Gastroesophogal reflux disease (GERD) is a medical condition that is common in people of all ages, even babies and children.

Gastroesophogal reflux occurs when stomach contents reflux, or back up, into the esophagus during or after a meal.  Dr. Terry Hatch, professor of pediatrics at SIU School of Medicine in Springfield, says gastroesophogal reflux begins in infancy when most infants spit up after feeding.

“... in our premature intensive care unit, feeding difficulties associated with reflux are significant problems, but they occur throughout infancy, childhood and certainly through the teen years.  And reflux with complications such as esophagitis and complications from chronic inflammation are increasingly common in the adult population as well.”

Dr.
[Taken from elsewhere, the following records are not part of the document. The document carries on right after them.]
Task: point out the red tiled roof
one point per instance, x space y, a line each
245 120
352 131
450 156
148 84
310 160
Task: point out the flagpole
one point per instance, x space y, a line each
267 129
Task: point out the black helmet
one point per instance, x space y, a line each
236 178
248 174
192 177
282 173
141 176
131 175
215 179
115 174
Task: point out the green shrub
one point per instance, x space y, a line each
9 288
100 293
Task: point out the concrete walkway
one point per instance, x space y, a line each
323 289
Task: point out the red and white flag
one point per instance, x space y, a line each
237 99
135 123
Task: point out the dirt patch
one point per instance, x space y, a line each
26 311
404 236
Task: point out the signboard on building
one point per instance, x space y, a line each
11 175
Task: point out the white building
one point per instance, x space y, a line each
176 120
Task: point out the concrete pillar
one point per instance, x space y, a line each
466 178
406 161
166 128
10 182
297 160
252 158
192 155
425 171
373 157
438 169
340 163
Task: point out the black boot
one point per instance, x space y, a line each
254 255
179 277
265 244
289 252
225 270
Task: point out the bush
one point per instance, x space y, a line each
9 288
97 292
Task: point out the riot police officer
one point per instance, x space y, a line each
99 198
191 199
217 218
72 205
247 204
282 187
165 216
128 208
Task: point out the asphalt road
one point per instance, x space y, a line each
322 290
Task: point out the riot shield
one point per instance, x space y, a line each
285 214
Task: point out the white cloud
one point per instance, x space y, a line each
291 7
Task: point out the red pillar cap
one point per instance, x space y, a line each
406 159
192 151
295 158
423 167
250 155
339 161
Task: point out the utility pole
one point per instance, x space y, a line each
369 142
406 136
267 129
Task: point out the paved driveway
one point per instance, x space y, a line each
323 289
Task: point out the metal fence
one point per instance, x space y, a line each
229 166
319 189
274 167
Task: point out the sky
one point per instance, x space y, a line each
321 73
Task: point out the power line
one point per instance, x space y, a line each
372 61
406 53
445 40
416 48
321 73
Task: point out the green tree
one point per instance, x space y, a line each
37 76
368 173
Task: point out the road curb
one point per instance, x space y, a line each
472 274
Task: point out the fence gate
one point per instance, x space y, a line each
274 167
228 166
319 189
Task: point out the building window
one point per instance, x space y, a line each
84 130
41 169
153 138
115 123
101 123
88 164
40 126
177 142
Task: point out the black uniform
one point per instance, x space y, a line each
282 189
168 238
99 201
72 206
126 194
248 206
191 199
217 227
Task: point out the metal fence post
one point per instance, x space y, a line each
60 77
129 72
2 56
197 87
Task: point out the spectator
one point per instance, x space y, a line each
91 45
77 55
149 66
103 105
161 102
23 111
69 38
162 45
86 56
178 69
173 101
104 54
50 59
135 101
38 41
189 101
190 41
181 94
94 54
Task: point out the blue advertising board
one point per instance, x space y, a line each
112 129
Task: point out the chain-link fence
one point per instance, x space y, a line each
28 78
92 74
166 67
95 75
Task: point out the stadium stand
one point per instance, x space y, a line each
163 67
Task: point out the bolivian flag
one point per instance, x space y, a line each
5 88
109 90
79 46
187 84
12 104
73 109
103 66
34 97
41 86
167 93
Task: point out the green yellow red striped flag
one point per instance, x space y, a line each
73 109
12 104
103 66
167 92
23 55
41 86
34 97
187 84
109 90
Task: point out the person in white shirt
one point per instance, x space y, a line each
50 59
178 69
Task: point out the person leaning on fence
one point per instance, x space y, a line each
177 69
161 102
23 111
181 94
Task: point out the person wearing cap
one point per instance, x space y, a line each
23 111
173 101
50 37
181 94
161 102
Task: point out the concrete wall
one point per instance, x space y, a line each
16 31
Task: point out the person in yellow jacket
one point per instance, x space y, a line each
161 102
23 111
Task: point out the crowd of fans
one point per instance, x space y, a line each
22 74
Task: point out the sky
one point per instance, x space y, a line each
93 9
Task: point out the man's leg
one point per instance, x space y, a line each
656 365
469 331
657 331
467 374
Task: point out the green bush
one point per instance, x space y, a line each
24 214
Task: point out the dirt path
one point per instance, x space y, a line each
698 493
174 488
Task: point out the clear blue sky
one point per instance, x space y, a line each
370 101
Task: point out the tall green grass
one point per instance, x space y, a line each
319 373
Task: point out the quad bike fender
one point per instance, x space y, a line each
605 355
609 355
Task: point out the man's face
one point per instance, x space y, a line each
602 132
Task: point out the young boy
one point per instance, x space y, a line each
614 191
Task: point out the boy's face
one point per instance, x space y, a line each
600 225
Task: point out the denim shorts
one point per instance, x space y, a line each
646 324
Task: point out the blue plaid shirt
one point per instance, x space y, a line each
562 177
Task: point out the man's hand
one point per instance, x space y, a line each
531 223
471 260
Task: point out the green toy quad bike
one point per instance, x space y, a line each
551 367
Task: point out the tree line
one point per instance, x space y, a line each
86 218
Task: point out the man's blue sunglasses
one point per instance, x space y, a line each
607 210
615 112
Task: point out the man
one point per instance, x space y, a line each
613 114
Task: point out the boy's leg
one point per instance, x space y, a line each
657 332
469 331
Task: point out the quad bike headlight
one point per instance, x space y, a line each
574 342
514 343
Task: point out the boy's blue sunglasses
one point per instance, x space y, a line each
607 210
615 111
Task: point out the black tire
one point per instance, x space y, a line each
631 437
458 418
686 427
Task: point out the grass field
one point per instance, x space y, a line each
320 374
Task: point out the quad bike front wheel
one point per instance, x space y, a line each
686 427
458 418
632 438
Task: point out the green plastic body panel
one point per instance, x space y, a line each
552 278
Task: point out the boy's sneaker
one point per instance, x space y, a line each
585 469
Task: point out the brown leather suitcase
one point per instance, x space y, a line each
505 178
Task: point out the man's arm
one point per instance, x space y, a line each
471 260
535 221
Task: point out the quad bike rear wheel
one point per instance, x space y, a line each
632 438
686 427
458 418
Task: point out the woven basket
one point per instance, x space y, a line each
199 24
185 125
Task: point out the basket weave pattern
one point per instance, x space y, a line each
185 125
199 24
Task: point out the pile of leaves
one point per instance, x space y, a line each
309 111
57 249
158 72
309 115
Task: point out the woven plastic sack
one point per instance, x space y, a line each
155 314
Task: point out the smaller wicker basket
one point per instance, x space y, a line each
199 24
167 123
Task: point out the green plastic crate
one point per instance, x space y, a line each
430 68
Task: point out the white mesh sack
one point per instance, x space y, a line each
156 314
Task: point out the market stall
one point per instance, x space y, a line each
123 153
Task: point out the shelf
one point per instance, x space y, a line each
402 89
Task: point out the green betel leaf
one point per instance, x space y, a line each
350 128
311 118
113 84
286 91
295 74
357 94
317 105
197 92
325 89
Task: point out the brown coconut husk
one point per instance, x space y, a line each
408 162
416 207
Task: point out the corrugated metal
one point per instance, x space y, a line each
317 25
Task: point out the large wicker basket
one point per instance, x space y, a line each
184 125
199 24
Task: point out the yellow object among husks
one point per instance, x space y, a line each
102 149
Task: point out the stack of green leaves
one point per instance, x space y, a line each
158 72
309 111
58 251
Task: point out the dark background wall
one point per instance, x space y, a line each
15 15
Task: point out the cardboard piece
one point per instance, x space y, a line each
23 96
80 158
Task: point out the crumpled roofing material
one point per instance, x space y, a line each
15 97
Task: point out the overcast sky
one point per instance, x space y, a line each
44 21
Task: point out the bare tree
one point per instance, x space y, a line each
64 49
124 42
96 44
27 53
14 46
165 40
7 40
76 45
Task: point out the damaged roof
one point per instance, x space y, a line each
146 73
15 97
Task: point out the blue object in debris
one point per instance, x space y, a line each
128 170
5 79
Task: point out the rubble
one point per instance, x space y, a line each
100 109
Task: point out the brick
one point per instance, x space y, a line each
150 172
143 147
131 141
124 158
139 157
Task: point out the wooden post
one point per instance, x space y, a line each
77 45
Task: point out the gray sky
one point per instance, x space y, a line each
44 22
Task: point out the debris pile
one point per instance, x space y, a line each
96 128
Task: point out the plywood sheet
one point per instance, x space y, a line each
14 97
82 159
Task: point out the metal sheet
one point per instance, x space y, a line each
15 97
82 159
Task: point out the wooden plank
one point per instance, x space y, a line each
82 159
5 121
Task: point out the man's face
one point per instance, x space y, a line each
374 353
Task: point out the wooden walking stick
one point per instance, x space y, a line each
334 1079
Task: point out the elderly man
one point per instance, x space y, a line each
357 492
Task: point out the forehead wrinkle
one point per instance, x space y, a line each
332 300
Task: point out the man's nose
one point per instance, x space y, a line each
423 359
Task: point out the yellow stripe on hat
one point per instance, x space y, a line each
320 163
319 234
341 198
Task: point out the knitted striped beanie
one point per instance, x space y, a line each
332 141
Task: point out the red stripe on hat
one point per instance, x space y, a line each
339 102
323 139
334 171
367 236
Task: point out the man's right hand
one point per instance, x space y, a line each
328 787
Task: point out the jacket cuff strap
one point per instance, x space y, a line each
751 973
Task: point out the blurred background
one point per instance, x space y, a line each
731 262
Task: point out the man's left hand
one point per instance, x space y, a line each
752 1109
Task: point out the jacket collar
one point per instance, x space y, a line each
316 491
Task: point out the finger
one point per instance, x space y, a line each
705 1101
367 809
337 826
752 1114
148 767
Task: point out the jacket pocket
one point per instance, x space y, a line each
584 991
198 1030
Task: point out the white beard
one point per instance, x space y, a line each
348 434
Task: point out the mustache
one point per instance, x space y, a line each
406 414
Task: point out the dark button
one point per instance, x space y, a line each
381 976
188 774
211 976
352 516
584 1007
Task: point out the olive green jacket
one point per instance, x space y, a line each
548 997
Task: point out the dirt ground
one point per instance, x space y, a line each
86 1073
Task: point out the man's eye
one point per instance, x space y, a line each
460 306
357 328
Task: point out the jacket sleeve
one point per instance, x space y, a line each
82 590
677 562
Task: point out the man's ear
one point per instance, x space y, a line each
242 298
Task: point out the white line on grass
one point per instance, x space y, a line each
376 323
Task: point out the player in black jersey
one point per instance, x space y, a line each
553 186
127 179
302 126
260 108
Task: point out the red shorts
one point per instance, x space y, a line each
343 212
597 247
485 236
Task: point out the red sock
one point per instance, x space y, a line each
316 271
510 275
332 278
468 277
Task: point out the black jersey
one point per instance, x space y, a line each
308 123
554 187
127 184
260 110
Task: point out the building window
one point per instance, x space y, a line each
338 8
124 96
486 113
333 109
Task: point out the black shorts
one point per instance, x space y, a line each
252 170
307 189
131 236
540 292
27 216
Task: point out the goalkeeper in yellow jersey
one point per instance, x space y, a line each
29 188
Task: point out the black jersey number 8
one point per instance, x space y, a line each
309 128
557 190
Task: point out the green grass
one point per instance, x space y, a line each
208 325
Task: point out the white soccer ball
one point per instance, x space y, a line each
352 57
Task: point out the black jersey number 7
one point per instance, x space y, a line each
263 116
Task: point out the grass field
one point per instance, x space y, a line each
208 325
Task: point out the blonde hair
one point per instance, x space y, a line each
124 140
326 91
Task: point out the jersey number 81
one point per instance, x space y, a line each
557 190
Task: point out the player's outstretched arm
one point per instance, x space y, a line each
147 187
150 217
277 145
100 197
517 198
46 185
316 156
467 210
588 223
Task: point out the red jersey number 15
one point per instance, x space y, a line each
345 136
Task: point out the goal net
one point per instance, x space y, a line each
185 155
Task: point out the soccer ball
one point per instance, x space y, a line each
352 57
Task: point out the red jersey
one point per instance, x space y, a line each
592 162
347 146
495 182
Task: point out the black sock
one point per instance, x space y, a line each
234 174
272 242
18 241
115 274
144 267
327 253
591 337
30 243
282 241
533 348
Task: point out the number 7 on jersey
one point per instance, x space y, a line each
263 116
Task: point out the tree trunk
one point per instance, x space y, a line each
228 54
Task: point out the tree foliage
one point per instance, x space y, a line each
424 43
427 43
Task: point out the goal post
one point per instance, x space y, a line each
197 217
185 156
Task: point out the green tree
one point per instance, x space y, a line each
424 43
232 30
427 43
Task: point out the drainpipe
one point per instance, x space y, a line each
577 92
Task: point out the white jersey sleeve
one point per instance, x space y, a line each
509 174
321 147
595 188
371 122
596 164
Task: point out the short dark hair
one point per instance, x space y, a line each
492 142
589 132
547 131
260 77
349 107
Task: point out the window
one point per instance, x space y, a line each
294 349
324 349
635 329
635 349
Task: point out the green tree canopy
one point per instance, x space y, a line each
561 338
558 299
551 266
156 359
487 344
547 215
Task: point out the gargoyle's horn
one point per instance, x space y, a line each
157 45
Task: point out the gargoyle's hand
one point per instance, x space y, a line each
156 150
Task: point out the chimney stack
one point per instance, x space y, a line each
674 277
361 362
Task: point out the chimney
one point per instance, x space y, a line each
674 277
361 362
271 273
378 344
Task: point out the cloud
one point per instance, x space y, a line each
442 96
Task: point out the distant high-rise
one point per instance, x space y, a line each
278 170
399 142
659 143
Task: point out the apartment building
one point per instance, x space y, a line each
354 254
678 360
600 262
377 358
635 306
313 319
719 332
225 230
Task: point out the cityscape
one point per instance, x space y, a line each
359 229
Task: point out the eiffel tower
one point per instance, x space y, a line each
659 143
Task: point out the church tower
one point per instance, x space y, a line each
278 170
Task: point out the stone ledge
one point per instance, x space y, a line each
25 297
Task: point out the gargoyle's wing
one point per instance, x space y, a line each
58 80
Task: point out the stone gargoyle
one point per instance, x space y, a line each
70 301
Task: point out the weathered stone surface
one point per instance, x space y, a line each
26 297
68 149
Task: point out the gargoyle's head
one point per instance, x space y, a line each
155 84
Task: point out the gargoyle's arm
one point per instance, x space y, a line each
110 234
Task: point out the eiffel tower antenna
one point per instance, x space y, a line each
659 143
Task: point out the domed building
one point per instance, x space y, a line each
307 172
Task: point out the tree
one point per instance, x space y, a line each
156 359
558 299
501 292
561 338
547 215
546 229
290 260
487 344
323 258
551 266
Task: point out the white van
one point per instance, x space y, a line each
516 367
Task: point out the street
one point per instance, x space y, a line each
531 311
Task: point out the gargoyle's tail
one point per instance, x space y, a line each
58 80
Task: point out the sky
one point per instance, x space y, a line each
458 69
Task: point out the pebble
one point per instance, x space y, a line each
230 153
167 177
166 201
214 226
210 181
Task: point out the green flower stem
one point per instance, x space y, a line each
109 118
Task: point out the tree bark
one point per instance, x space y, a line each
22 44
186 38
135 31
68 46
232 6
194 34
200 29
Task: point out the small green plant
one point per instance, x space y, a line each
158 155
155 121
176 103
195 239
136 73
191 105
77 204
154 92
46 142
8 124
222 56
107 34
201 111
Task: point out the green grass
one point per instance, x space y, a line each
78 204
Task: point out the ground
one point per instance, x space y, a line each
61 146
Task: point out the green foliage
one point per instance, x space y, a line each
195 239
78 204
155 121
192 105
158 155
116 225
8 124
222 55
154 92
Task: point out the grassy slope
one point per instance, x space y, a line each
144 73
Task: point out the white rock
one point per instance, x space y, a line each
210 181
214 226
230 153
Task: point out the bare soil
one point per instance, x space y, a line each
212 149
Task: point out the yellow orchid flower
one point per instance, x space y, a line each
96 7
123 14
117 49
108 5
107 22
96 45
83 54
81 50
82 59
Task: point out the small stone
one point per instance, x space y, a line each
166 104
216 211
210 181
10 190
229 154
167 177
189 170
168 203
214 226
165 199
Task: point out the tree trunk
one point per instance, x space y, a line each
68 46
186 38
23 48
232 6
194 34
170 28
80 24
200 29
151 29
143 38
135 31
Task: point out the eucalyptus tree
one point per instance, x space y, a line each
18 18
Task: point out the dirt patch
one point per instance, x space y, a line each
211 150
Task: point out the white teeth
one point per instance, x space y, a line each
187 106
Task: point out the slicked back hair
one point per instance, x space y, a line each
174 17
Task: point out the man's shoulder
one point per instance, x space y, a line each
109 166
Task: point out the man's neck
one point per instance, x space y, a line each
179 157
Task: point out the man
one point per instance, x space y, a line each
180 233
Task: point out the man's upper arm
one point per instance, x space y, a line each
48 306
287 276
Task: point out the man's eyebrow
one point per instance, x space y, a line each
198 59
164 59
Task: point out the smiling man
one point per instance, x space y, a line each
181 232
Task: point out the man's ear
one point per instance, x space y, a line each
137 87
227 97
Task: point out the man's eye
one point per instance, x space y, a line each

Hatch says when reflux occurs frequently and is severe, it can develop into gastroesophogal reflux disease or GERD.  In children, GERD can cause troublesome symptoms or complications such as failure to gain weight, bleeding, respiratory problems or tummy aches.  He describes some GERD symptoms in children.

“... heartburn and swallowing difficulties are quite common.  Simply regurgitation – burp up, belch up, re-swallowing material, sour taste in the throat.  Even some forms of bad breath are related to reflux.”

Dr. Hatch says infants and children with GERD can be helped first with feeding and lifestyle changes or possibly medication.  If symptoms are severe or persist parents should contact their primary care physician or pediatrician.